The fact that Christ ascended into heaven also means that Jesus is no longer limited by time and space, as He was during His earthly life when He could only be in one place at one time. N.T. Wright points out, in biblical cosmology, heaven and earth are not two locations within the same spatial continuum; rather they are dimensions of God’s creation. And since heaven relates to earth tangentially, the One who is in heaven can be present everywhere at once on earth. One of the practical realities of this is that Jesus is fully accessible, without needing to travel to a particular spot on earth to find Him. Jesus is always with us in actual presence. As Stephen Seamonds explains: “because we are with Him in heaven and He is with us on earth, that means we can live every moment of our lives in the holy of holies presence of God. This reality led St. Patrick to pray: “Christ be with me, within me, Christ behind me, Christ before me, Christ beside me, Christ beneath me, Christ above me.” Because Christ is in heaven and no longer on earth, He can bring redemption to all places at all times. Since Jesus is “the one who ascended,” He can “fill the entire universe with Himself.” This truth led Paul to proclaim: “He who descended is the one who also ascended far above all the heavens, that he might fill all things” (Eph 4:10)

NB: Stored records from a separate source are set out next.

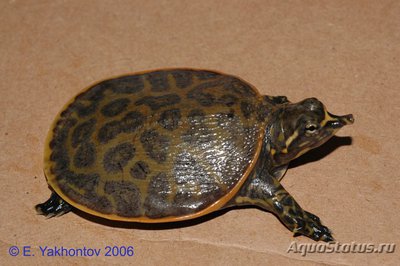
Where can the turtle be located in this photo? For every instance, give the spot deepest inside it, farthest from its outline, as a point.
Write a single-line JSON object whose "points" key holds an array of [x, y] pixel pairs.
{"points": [[175, 144]]}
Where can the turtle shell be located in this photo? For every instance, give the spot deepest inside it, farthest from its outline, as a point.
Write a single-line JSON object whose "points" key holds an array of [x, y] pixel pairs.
{"points": [[157, 146]]}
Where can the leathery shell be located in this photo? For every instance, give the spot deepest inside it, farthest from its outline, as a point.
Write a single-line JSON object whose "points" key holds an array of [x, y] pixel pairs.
{"points": [[157, 146]]}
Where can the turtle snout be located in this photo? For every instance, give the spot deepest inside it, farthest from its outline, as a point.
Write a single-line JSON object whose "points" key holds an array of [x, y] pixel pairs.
{"points": [[336, 121]]}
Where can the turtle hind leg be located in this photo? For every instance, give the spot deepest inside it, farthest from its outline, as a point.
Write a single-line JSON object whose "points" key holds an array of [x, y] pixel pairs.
{"points": [[54, 206]]}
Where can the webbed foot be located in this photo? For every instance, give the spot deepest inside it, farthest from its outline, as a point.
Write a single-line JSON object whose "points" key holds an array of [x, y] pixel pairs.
{"points": [[311, 226], [54, 206], [267, 193]]}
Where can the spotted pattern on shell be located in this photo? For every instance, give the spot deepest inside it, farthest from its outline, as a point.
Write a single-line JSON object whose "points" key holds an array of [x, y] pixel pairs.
{"points": [[159, 144]]}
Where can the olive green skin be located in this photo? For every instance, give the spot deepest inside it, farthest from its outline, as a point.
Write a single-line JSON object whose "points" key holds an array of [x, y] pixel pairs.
{"points": [[175, 144]]}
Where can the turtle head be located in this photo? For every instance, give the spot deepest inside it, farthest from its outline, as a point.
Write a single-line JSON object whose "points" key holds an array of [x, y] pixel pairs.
{"points": [[300, 127]]}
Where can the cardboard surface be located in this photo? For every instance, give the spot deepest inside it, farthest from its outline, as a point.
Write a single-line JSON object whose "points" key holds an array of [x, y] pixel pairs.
{"points": [[346, 53]]}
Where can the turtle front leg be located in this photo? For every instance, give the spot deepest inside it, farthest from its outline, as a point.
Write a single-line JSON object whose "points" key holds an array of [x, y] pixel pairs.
{"points": [[54, 206], [267, 193]]}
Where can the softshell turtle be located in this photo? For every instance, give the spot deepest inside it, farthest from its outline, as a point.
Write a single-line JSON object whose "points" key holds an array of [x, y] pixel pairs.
{"points": [[176, 144]]}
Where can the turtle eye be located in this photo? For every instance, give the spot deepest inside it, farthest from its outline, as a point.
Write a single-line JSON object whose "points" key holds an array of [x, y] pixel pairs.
{"points": [[311, 128]]}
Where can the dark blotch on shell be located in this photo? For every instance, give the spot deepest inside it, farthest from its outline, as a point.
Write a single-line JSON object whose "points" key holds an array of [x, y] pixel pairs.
{"points": [[127, 197], [228, 100], [200, 94], [156, 102], [238, 87], [109, 131], [60, 157], [169, 119], [87, 182], [247, 109], [132, 121], [126, 84], [140, 170], [83, 132], [155, 145], [115, 107], [158, 80], [183, 78], [85, 155], [116, 158], [89, 199], [204, 74]]}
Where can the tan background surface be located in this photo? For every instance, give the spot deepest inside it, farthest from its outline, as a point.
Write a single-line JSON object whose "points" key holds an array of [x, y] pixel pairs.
{"points": [[346, 53]]}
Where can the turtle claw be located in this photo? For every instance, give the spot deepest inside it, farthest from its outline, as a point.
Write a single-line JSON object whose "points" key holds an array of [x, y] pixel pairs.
{"points": [[311, 226], [53, 207]]}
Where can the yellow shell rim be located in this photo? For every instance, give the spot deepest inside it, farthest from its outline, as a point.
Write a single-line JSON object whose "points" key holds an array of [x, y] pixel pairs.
{"points": [[218, 204]]}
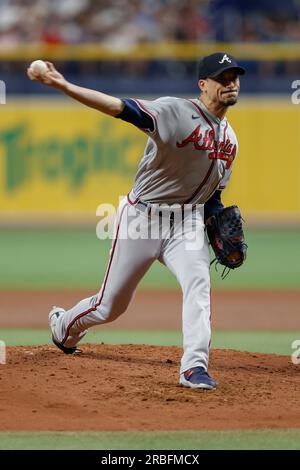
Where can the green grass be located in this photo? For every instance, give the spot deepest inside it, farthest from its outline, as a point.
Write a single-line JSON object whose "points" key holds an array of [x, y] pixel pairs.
{"points": [[44, 259], [277, 342], [159, 440]]}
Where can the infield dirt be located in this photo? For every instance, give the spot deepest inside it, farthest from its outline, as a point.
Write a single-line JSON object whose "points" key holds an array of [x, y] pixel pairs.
{"points": [[135, 387]]}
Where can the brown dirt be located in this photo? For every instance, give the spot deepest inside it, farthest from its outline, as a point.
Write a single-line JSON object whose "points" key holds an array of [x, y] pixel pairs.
{"points": [[269, 309], [133, 387]]}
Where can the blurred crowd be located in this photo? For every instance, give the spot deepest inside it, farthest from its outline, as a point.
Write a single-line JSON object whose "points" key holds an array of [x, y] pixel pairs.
{"points": [[127, 22]]}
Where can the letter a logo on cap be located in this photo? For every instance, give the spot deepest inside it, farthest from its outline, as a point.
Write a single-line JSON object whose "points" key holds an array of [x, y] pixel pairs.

Not only has Christ been exalted and His followers raised to new life in Him, but also believers have been gifted with the Holy Spirit. The ascended Christ baptizes with the Holy Spirit (Mt 3:11; Mk 1:8; Lk 3:16; Jn 1:33). Through the Spirit, both in our personal lives and as communities of faith, we are given power to be witnesses (Acts 1:8), to carry out Christ’s mission (Jn 20:21-22), to live victoriously over sin (Rom 8:9; Gal 5:16-25), to overcome weakness (Rom 8:26), to forgive our enemies (Acts 7:55-60), to now we are God’s beloved (Rom 1:7; 8:15-16) to be bold ad courageous (Acts 4:8-13, 29-31), to use our spiritual gifts (1 Cor 12:4-11), to exercise spiritual authority in Christ (Acts 16:18), to persevere in prayer (Eph 6:18), to patiently endure trials and suffering.

All of this is why A. B. Simpson proclaimed: “Christ ascended to the right hand of God that He might lift us into an ascension life. Let’s encourage one another to rightly acknowledge and live in this precious reality. It is a joy to do life with each of you and be united together with Christ in such a significant way.